CURTINHA DA QUARENTENA N°33- Escapulidas

Sei que ninguém aguenta mais esse papo de quarentena e isolamento social.   Mas a pandemia ainda não acabou, o que se há de fazer? Nós, os Isolados, continuamos bem guardados em casa. 

Devo confessar, no entanto,  que tenho lá minhas escapulidas. Peço que não se zangue,  cara leitora, e que não me julgue, estimado leitor. Atire a primeira pedra aquele que, no meio de uma pandemia, nunca escapuliu.

Não falo do protesto ao qual eu tive de ir, nem das providências policiais e bancárias de quando a minha mãe foi roubada. É outro o departamento.

Vou logo confessar tudo de uma vez, do menos para o mais grave. Primeiro que durante a feira, às vezes, eu me aproveito e passeio no supermercado. Entre uma prateleira e outra, eu me distraio com itens coloridos, que eu nunca vou comprar, só pelo sabor de estar mais um pouco fora de casa. Segundo: dia desses, voltando da farmácia, eu acabei parando em um café. Ele surgiu na minha frente, luminoso, recém-inaugurado, perto da minha casa. Eu não pude resistir. 

Terceiro, e o mais grave, pelo que desde logo peço a caridade de vosso perdão. Não é tanto pelas medidas sanitárias, que foram todas preservadas. O pecado residiu na luxúria. No desfrute de tanta felicidade numa só escapulida, enquanto meus companheiros isolados padeciam trancafiados em suas casas numa tarde tão bonita.

Eu ganhei as ruas de novo, em cima da minha bicicleta. A padroeira da cidade me saudou quando passei em frente à sua catedral. Confraternizei com os irmãos venezuelanos que celebravam um culto no Ponto dos Cem Réis. O vento acariciou meu rosto entre as árvores da Praça Rio Branco. Desci para a Lagoa, natalina, festejante.

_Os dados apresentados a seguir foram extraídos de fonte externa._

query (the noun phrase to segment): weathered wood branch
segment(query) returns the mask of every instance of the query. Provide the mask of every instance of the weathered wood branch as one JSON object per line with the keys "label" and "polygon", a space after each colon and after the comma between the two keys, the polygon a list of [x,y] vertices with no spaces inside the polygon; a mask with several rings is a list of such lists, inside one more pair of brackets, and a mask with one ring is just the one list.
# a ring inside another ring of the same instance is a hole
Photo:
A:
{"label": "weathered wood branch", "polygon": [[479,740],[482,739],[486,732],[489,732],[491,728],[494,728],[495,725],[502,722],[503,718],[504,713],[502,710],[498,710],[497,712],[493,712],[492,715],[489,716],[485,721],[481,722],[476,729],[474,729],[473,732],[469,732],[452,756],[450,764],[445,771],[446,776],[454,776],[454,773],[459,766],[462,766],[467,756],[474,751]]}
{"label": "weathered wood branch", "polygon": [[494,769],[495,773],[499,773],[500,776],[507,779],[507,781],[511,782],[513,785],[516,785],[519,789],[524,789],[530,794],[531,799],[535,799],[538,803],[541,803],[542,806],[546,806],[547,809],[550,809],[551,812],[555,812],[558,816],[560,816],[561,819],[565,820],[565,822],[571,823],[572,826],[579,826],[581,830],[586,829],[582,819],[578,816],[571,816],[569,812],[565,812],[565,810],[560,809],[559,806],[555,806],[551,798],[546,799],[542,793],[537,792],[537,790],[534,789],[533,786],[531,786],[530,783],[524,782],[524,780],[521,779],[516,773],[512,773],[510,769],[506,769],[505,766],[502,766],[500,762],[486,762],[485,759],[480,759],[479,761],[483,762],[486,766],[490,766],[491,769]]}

Do alto do meu êxtase, pensava: eu amo a rua, a rua é a minha casa, um dia eu volto pra rua de vez. Um dia, próximo, mais perto do que longe. Um dia em que eu poderei abraçar as pessoas, apertar as mãos delas, beijar-lhes as bochechas. Será o dia mais feliz da minha vida.

Enquanto isso, continuarei em casa. Escapulindo, de vez em quando, que ninguém é de ferro.